(no subject)

Jan 28, 2008 21:05

today a woman that i work with, dee,her daughter died from cancer. she was suffering from it for almost exactly a year. when she found out last year, they originally thought it was breast cancer. then they realized it was also in the liver. i am not even sure if they know which one it originated from.

about two months ago we went out for lunch with both dee and her daughter. she looked okay but when she tried to do simple things like put her food into a box to take home, the plate was too heavy for her to hold. she had sores all over.

i forgot to mention that she was only 34 years old.
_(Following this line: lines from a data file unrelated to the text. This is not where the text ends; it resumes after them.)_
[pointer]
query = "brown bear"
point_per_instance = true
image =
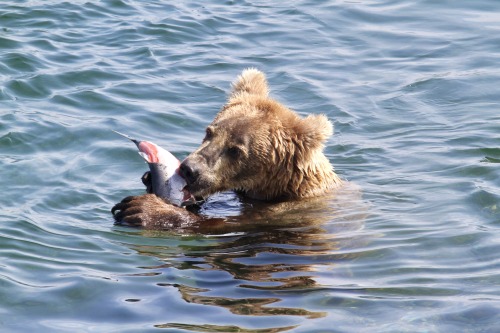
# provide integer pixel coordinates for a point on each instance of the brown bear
(255, 146)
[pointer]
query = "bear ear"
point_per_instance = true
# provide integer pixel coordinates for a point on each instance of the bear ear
(251, 81)
(314, 130)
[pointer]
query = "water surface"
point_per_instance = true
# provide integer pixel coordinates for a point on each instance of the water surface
(412, 88)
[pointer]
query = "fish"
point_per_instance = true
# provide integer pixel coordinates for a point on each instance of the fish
(166, 181)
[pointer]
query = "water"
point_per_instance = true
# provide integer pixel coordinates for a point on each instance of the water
(413, 90)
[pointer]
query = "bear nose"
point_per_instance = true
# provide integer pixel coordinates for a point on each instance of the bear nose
(189, 172)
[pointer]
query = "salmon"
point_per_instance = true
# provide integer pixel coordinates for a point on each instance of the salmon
(166, 181)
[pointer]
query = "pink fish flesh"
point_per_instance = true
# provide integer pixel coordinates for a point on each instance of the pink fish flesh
(165, 178)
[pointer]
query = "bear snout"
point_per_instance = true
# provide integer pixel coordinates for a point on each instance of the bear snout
(189, 172)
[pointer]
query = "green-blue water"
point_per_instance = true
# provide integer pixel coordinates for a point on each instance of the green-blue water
(413, 88)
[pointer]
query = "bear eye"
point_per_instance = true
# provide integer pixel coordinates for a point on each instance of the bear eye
(234, 152)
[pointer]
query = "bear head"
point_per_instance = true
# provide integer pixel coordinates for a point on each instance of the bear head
(258, 147)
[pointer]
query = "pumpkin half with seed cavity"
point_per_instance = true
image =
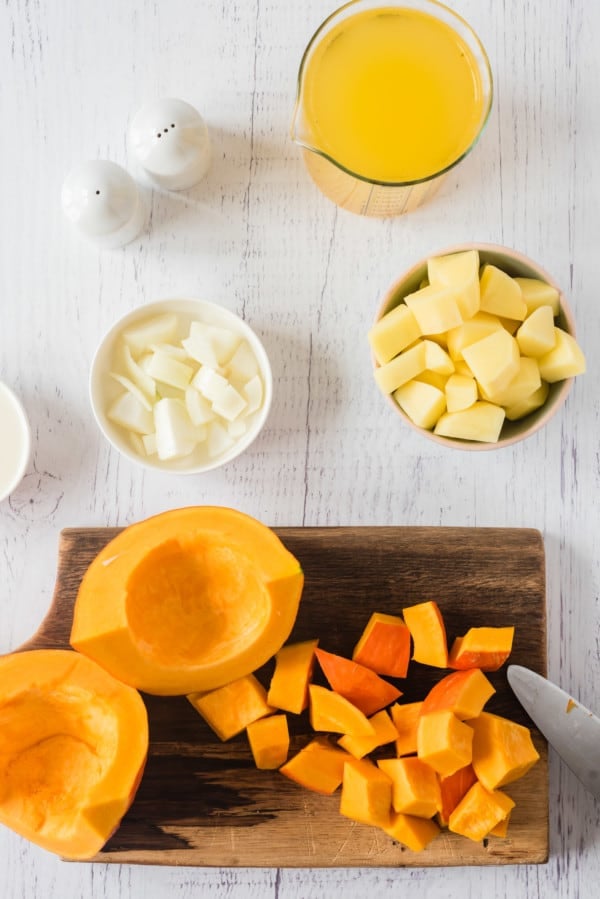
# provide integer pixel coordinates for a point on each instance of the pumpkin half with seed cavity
(73, 746)
(188, 600)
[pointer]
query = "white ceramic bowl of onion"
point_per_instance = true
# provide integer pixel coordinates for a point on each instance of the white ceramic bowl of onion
(181, 385)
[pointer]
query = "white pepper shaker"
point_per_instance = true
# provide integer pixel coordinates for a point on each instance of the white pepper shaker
(103, 202)
(170, 140)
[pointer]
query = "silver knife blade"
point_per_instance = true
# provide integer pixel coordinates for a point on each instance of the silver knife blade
(569, 727)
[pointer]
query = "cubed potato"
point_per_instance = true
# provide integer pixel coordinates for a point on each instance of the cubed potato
(565, 359)
(501, 294)
(393, 333)
(536, 335)
(461, 392)
(494, 360)
(401, 369)
(437, 359)
(436, 309)
(476, 328)
(537, 293)
(529, 403)
(459, 271)
(525, 382)
(434, 378)
(482, 421)
(423, 403)
(166, 368)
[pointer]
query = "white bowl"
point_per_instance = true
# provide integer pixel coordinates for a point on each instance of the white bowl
(104, 389)
(516, 265)
(15, 446)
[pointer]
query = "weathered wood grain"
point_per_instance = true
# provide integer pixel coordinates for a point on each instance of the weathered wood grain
(202, 802)
(257, 236)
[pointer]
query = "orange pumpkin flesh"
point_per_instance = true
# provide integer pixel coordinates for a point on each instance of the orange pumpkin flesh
(73, 744)
(187, 601)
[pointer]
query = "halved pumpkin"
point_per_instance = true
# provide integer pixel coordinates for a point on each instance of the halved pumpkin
(73, 745)
(187, 601)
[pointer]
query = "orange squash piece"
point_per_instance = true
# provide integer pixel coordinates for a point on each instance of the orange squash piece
(294, 665)
(384, 645)
(187, 601)
(230, 709)
(427, 629)
(319, 766)
(385, 732)
(463, 692)
(366, 793)
(452, 789)
(415, 786)
(405, 716)
(359, 685)
(479, 812)
(331, 712)
(503, 750)
(269, 740)
(444, 742)
(486, 648)
(73, 744)
(416, 833)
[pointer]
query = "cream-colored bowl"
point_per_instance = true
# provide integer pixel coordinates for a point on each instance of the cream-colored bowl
(104, 389)
(516, 265)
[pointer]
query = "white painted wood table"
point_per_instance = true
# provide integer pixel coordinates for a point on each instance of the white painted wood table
(257, 236)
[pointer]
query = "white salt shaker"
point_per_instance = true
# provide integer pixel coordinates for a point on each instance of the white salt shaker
(103, 202)
(170, 140)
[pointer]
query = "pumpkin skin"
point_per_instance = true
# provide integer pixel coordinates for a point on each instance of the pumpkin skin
(73, 744)
(187, 601)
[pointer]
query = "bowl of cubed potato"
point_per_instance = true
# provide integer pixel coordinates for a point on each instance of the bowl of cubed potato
(475, 347)
(181, 385)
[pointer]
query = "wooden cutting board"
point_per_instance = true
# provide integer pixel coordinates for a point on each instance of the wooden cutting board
(202, 802)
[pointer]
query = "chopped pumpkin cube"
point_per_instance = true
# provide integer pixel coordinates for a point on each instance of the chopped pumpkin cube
(319, 766)
(426, 627)
(416, 833)
(293, 670)
(269, 740)
(384, 645)
(385, 732)
(479, 811)
(331, 712)
(406, 719)
(444, 742)
(359, 685)
(452, 789)
(230, 709)
(463, 692)
(486, 648)
(366, 793)
(416, 787)
(503, 750)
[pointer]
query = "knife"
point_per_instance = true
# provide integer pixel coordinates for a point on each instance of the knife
(571, 729)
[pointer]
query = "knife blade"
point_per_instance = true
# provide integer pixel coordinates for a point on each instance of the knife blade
(569, 727)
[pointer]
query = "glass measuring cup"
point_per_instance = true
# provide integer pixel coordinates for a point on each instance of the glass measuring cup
(391, 96)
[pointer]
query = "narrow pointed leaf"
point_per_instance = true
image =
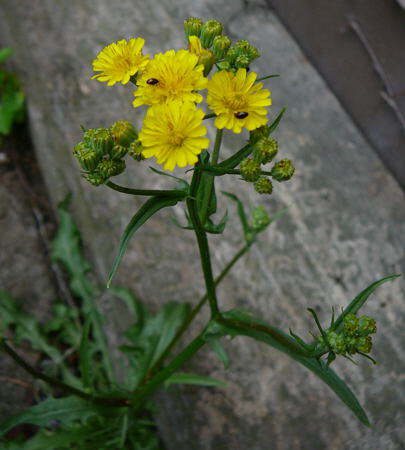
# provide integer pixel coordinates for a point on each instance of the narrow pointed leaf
(192, 378)
(359, 301)
(147, 210)
(236, 323)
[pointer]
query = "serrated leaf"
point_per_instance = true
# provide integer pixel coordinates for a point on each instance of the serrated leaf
(64, 410)
(145, 212)
(359, 301)
(192, 378)
(238, 323)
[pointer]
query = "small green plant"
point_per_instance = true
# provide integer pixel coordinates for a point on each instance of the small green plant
(90, 408)
(12, 98)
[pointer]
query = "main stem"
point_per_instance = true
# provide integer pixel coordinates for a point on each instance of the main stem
(202, 241)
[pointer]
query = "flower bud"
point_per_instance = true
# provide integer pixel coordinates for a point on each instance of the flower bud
(87, 157)
(263, 186)
(220, 46)
(367, 325)
(118, 152)
(350, 324)
(95, 179)
(265, 150)
(283, 170)
(109, 168)
(336, 342)
(242, 62)
(123, 132)
(135, 150)
(259, 133)
(364, 344)
(209, 31)
(250, 169)
(98, 139)
(192, 26)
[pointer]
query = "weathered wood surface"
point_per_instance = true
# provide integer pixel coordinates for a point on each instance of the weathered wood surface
(344, 229)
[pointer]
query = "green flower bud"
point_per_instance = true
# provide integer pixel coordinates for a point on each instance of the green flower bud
(350, 324)
(135, 150)
(224, 65)
(336, 342)
(259, 133)
(98, 139)
(192, 26)
(109, 168)
(283, 170)
(231, 55)
(260, 218)
(263, 186)
(123, 132)
(118, 152)
(364, 344)
(242, 62)
(95, 179)
(265, 150)
(87, 157)
(351, 345)
(250, 169)
(367, 325)
(209, 31)
(220, 46)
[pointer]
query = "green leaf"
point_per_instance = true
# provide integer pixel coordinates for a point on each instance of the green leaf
(235, 323)
(277, 120)
(359, 301)
(219, 350)
(235, 159)
(191, 378)
(5, 53)
(146, 211)
(150, 338)
(241, 213)
(65, 410)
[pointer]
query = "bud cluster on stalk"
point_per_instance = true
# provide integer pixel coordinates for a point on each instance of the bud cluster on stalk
(101, 152)
(353, 338)
(265, 150)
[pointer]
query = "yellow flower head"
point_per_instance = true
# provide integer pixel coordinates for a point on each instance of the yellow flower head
(170, 76)
(119, 61)
(173, 133)
(237, 101)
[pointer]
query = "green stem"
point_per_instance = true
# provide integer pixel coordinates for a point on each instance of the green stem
(210, 182)
(169, 370)
(150, 192)
(198, 307)
(202, 241)
(57, 383)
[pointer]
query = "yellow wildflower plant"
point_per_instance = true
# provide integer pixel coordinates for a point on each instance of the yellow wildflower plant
(173, 133)
(171, 76)
(119, 61)
(237, 101)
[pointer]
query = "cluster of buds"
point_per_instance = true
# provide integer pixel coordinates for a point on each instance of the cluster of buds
(240, 55)
(353, 338)
(102, 151)
(265, 149)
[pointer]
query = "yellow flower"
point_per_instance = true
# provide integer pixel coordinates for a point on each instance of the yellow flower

i feel very numb. i feel for dee because i couldn't imagine losing a daughter, but i can't cry because i feel like she suffered enough, i feel like there is nothing better for her then being at peace.

a 17 year old girl also comes to my job and suffers from some kind of cancer. her mother said that she had to get surgery and probably won't get out of bed for the next two months. they are the sweetest family and i hope i dont want to be nosey and ask questions, so i just hope that didnt mean that the cancer came back or got worse.

at this moment in time i feel thankful for my life and for my health. lately when i go to bed i ask God for nothing but the happiness, safety and health for those that i care about. and this is unlike me, but by asking him for those few things, it keeps me aware of how thankful i should be and how thankful everyone else should be as well.